测多少数据量？几个G？多少reads？如何换算？

wangchuang2017

42880人浏览 · 2018-11-17 14:59:29

wangchuang2017 · 2018-11-17 14:59:29 发布

关键词：

lncRNA表达量低，所以要看lncRNA的表达量变化，就要比普通RNA-seq多测一些。

要兼顾SNP和低表达量的lncRNA，要测得更深一些~

到底需要测多少数据量呢？

我们看看权威的ENCODE对RNA-seq的测序深度是如何评价的：

Standards, Guidelines and Best Practices for RNA-Seq V1.0 (June 2011)

The ENCODE Consortium

Sequencing depth.

The amount of sequencing needed for a given sample is determined by the goals of the experiment and the nature of the RNA sample. Experiments whose purpose is to evaluate the similarity between the transcriptional profiles of two polyA+ samples may require only modest depths of sequencing (e.g. 30M pair-end reads of length > 30NT, of which 20-25M are mappable to the genome or known transcriptome, Experiments whose purpose is discovery of novel transcribed elements and strong quantification of known transcript isoforms requires more extensive sequencing.

The ability to detect reliably low copy number transcripts/isoforms depends upon the depth of sequencing and on a sufficiently complex library. For experiments from a typical mammalian tissue or in which sensitivity of detection is important, a minimum depth of 100-200 M 2 x 76 bp or longer reads is currently recommended.

[Specialized studies in which the prevalence of different RNAs has been intentionally altered (e.g. “normalizing” using DSN) as part of sample preparation need more than the read amounts (>30M paired end reads) used for simple comparison (see above).

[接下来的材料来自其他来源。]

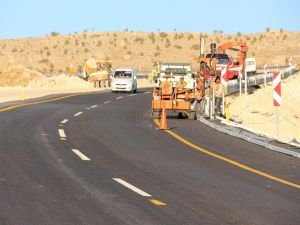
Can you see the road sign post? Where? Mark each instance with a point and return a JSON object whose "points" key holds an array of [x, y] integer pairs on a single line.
{"points": [[277, 97], [265, 75], [224, 83]]}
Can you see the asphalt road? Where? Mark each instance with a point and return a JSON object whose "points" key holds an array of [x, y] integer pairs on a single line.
{"points": [[99, 159]]}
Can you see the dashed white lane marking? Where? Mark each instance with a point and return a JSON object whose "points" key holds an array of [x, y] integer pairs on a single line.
{"points": [[64, 121], [80, 155], [131, 187], [77, 114], [61, 133]]}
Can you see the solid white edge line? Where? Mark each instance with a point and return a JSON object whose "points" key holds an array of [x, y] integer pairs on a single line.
{"points": [[80, 155], [61, 133], [77, 114], [131, 187], [64, 121]]}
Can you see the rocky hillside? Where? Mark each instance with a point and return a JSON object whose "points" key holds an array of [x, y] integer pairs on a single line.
{"points": [[55, 53]]}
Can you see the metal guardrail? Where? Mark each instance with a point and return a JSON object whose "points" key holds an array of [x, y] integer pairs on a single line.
{"points": [[234, 85]]}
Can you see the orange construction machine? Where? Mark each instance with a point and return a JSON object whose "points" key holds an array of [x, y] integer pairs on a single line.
{"points": [[213, 63], [177, 98]]}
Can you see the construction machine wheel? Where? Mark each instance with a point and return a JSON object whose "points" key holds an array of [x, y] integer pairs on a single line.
{"points": [[156, 114]]}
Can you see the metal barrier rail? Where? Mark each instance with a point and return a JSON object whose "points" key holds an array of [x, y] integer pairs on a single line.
{"points": [[234, 85]]}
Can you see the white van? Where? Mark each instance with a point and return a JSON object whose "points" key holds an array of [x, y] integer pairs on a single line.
{"points": [[124, 79], [251, 65]]}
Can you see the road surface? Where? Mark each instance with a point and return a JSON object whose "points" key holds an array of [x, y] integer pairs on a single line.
{"points": [[99, 159]]}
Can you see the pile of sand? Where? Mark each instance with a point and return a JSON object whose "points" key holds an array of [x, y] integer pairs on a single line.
{"points": [[12, 76], [257, 111]]}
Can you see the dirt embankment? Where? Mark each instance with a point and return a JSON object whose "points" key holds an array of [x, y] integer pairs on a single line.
{"points": [[257, 111]]}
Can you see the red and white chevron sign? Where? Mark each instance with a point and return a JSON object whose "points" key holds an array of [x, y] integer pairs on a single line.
{"points": [[223, 75], [277, 89]]}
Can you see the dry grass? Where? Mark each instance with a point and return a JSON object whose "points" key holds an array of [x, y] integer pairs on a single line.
{"points": [[125, 48]]}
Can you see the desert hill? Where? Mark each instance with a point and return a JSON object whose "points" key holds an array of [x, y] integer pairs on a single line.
{"points": [[55, 53]]}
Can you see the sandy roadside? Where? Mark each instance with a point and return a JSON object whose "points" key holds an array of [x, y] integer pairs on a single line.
{"points": [[256, 111]]}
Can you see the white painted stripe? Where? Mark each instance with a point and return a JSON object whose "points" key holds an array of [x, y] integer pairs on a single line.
{"points": [[61, 133], [81, 155], [131, 187], [77, 114], [64, 121]]}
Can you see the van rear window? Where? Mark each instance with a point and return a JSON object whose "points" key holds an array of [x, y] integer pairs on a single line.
{"points": [[123, 74]]}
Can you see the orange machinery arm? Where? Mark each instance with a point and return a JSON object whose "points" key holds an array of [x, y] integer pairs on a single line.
{"points": [[243, 48]]}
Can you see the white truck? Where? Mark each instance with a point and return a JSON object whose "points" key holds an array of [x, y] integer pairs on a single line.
{"points": [[124, 79], [174, 71]]}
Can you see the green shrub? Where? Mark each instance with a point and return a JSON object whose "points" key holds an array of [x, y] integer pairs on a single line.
{"points": [[195, 47], [190, 36], [156, 54], [99, 43], [44, 61], [54, 34], [140, 40], [163, 34]]}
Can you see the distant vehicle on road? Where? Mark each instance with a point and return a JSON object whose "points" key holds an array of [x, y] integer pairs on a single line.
{"points": [[173, 72], [124, 79], [251, 65]]}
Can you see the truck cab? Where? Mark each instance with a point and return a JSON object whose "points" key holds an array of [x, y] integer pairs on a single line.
{"points": [[124, 79], [174, 71]]}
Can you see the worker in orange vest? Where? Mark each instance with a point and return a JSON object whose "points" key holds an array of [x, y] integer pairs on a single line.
{"points": [[219, 87]]}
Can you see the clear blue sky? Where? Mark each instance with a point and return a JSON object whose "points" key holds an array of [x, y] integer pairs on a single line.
{"points": [[29, 18]]}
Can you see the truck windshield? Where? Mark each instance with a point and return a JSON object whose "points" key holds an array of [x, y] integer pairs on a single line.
{"points": [[222, 61], [122, 74]]}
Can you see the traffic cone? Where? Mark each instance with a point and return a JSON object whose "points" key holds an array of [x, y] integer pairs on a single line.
{"points": [[163, 119]]}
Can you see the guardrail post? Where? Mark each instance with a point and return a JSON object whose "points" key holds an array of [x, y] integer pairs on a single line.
{"points": [[246, 82]]}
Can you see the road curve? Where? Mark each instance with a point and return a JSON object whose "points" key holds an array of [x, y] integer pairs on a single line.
{"points": [[99, 159]]}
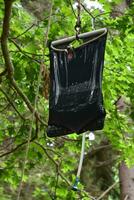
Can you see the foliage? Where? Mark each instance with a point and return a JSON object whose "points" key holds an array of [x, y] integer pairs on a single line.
{"points": [[52, 163]]}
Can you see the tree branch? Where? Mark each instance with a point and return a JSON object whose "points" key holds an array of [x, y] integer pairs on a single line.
{"points": [[11, 103], [8, 62], [107, 191], [23, 143]]}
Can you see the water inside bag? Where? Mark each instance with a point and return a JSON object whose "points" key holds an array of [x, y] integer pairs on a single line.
{"points": [[76, 100]]}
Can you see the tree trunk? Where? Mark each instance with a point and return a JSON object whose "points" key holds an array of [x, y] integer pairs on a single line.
{"points": [[126, 182]]}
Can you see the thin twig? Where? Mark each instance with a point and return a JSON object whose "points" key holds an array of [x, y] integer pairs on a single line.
{"points": [[11, 103], [3, 73], [8, 62], [57, 164], [126, 197], [23, 143], [107, 191]]}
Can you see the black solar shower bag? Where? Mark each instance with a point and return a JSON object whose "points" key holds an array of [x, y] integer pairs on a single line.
{"points": [[76, 101]]}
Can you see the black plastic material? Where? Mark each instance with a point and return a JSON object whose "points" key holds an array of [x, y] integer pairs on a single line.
{"points": [[76, 101]]}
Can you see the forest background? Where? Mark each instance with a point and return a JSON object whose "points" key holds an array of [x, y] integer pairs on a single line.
{"points": [[33, 166]]}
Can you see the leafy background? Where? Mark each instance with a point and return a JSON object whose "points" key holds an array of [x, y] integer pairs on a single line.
{"points": [[51, 164]]}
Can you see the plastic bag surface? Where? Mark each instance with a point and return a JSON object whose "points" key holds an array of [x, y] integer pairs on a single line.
{"points": [[76, 100]]}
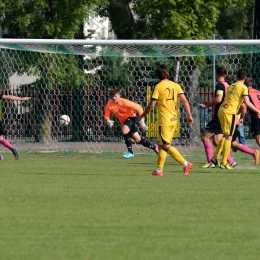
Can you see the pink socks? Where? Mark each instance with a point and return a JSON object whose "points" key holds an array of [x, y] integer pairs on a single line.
{"points": [[208, 150], [6, 143]]}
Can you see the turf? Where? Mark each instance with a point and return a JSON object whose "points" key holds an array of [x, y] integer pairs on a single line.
{"points": [[101, 206]]}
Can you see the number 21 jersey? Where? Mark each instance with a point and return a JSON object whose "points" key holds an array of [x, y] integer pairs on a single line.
{"points": [[166, 93]]}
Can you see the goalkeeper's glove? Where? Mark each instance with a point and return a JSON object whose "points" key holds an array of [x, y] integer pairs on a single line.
{"points": [[110, 123], [142, 125]]}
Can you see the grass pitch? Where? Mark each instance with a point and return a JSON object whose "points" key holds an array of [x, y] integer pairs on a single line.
{"points": [[101, 206]]}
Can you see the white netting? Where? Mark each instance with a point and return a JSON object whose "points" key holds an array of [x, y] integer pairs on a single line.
{"points": [[76, 80]]}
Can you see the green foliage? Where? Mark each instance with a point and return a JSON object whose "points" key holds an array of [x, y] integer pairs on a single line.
{"points": [[170, 19], [236, 21], [45, 19]]}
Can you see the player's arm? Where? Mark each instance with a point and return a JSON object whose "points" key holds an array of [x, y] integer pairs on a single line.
{"points": [[214, 102], [148, 109], [136, 107], [242, 111], [250, 105], [109, 122], [11, 97], [186, 106]]}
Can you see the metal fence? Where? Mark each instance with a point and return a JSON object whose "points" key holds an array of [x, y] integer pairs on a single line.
{"points": [[85, 106]]}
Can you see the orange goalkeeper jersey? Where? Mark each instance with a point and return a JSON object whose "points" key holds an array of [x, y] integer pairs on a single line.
{"points": [[122, 110]]}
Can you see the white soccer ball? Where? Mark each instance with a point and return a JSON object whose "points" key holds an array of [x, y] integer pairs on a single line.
{"points": [[64, 120]]}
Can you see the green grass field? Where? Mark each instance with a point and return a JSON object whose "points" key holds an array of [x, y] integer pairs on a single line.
{"points": [[101, 206]]}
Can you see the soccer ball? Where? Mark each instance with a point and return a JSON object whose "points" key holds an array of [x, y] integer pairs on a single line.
{"points": [[64, 120]]}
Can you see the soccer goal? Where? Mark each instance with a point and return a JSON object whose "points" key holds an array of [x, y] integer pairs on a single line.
{"points": [[74, 77]]}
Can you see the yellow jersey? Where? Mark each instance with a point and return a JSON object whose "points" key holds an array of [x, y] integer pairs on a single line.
{"points": [[166, 93], [234, 98]]}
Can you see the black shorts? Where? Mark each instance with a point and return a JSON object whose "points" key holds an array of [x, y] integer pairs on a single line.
{"points": [[1, 129], [235, 135], [214, 126], [131, 123], [255, 126]]}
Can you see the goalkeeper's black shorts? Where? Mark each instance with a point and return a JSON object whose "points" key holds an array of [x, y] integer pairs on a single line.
{"points": [[131, 123]]}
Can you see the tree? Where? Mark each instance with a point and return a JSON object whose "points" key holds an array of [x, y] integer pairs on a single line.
{"points": [[45, 19], [168, 19], [236, 22]]}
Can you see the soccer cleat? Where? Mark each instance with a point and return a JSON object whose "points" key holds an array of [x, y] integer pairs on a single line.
{"points": [[155, 173], [15, 153], [209, 165], [215, 162], [128, 155], [233, 164], [256, 156], [156, 148], [227, 166], [187, 169]]}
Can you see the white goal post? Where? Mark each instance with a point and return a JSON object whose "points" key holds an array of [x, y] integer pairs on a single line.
{"points": [[74, 77]]}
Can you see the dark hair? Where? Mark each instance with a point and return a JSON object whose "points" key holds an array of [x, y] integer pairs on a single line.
{"points": [[162, 72], [249, 82], [228, 80], [115, 91], [241, 74], [221, 71]]}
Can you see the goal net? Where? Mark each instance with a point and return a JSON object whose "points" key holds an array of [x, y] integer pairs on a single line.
{"points": [[75, 77]]}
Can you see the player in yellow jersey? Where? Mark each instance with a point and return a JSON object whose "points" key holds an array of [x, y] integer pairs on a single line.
{"points": [[166, 95], [237, 94]]}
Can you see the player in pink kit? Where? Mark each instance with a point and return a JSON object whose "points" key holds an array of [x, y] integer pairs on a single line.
{"points": [[4, 141]]}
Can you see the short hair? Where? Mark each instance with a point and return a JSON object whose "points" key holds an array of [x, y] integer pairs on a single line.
{"points": [[241, 74], [162, 72], [221, 71], [228, 80], [115, 91], [249, 82]]}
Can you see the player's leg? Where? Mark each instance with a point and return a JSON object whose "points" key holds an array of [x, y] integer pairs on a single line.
{"points": [[205, 138], [164, 139], [144, 142], [255, 128], [128, 141], [213, 129], [7, 144], [257, 139], [228, 127]]}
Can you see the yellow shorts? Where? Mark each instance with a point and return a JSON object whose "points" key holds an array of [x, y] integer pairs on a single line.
{"points": [[227, 121], [165, 134]]}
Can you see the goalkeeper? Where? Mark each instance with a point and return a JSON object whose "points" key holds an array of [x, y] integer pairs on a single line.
{"points": [[124, 111]]}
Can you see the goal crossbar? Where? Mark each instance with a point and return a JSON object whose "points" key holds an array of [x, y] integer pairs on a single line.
{"points": [[135, 48]]}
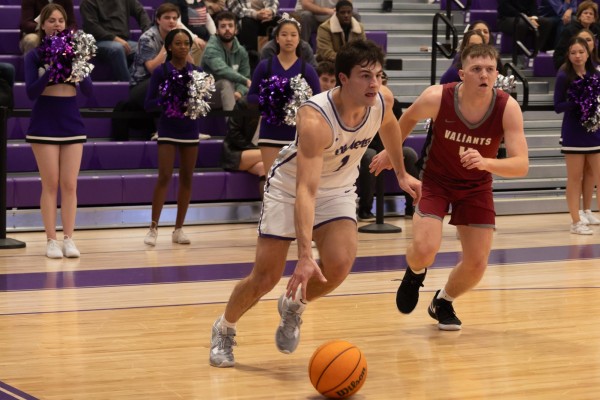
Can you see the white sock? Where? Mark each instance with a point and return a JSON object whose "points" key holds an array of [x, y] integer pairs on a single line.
{"points": [[445, 296], [227, 324]]}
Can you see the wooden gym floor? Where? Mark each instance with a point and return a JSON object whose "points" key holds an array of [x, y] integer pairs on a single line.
{"points": [[126, 321]]}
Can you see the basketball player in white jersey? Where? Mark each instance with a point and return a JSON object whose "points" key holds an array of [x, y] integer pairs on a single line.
{"points": [[310, 195]]}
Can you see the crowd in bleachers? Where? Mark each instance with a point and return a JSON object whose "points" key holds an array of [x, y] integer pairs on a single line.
{"points": [[228, 39]]}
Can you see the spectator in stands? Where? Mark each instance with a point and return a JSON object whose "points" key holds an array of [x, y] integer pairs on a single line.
{"points": [[240, 150], [176, 134], [150, 54], [312, 13], [256, 18], [578, 145], [287, 64], [198, 22], [470, 38], [508, 14], [108, 22], [588, 183], [561, 12], [586, 17], [56, 134], [30, 11], [338, 30], [306, 53], [326, 72], [228, 62], [366, 180]]}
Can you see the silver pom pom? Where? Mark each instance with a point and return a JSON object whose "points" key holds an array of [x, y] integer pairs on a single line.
{"points": [[301, 92], [84, 47], [200, 89]]}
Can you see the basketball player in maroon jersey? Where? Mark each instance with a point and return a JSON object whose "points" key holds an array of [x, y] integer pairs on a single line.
{"points": [[469, 120]]}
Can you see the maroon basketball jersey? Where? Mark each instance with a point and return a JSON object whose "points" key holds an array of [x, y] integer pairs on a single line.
{"points": [[452, 135]]}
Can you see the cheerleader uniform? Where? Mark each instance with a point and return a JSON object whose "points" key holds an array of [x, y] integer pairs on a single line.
{"points": [[171, 130], [54, 119], [575, 139], [279, 135]]}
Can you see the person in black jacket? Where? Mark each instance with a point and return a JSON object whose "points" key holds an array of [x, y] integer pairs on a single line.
{"points": [[586, 17], [240, 152], [509, 10]]}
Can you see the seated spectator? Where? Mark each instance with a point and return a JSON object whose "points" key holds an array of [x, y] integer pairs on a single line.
{"points": [[240, 150], [326, 72], [108, 22], [275, 133], [312, 13], [30, 11], [470, 38], [366, 180], [198, 22], [151, 53], [256, 19], [338, 30], [561, 12], [228, 62], [508, 13], [306, 53], [586, 17]]}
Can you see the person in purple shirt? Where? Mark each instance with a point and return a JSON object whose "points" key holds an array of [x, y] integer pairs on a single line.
{"points": [[56, 134], [288, 64], [175, 134], [577, 144]]}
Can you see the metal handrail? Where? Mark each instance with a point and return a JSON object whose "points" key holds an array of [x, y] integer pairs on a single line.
{"points": [[518, 45]]}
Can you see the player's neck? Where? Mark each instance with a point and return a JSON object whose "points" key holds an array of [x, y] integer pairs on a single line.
{"points": [[349, 111]]}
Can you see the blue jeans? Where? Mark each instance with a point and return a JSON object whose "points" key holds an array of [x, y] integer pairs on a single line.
{"points": [[114, 53]]}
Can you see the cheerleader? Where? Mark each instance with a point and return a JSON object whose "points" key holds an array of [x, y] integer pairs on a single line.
{"points": [[56, 134]]}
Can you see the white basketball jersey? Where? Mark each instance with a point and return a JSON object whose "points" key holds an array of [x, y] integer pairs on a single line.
{"points": [[341, 160]]}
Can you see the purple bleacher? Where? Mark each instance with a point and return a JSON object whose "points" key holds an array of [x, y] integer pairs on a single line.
{"points": [[209, 153], [209, 186], [119, 155], [106, 95], [138, 188], [17, 61], [543, 65], [241, 186], [27, 191], [379, 37], [96, 190], [475, 5], [489, 16], [10, 16], [10, 193], [9, 41]]}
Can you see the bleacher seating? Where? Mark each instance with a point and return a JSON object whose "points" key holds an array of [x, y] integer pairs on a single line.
{"points": [[121, 173]]}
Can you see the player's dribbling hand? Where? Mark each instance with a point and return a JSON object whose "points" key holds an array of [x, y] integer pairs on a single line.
{"points": [[305, 269], [379, 163]]}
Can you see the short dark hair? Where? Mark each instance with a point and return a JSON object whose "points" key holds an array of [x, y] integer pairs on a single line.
{"points": [[343, 3], [357, 52], [479, 50], [325, 67], [224, 15], [171, 36]]}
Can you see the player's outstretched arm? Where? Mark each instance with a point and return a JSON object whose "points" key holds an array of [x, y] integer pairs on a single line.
{"points": [[312, 142]]}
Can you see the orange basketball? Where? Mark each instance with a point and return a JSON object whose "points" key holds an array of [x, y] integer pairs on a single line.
{"points": [[337, 369]]}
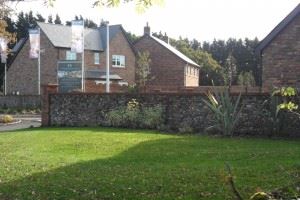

Reasons for this include:

(1) overamplification of inserts as a result of an additional round of PCR after DSN and

(2) much more broad coverage given the nature of A(-) and low abundance transcripts.

权威的话转换如下：

根据研究目的决定测序深度：

目的1：通过抓取polyA尾巴建库（只测那些带有polyA尾巴的基因，大多是蛋白编码基因），

寻找样品间基因转录谱的相似性，只需要30M reads，长度大于30nt即可，双端测序，其中20-25M能够回帖到已知转录组上。

目的2：要发现新的转录本，对已知isoform（同一基因由于不同的可变剪接方式形成多种isoform，勉强译为亚型）进行定量分析，

兼顾低表达量的转录本或isoform，就需要100-200M read，长度大于76bp，双端测序。

lncRNA-seq属于这一类型。

注：ENCODE测的是人和小鼠，其他物种不包括在此推荐范围内。

另外，miRNA测序，只需要10M read，每条read长50bp，单端测序。

ChIP-seq，需要20M read，每条read长50bp，单端测序。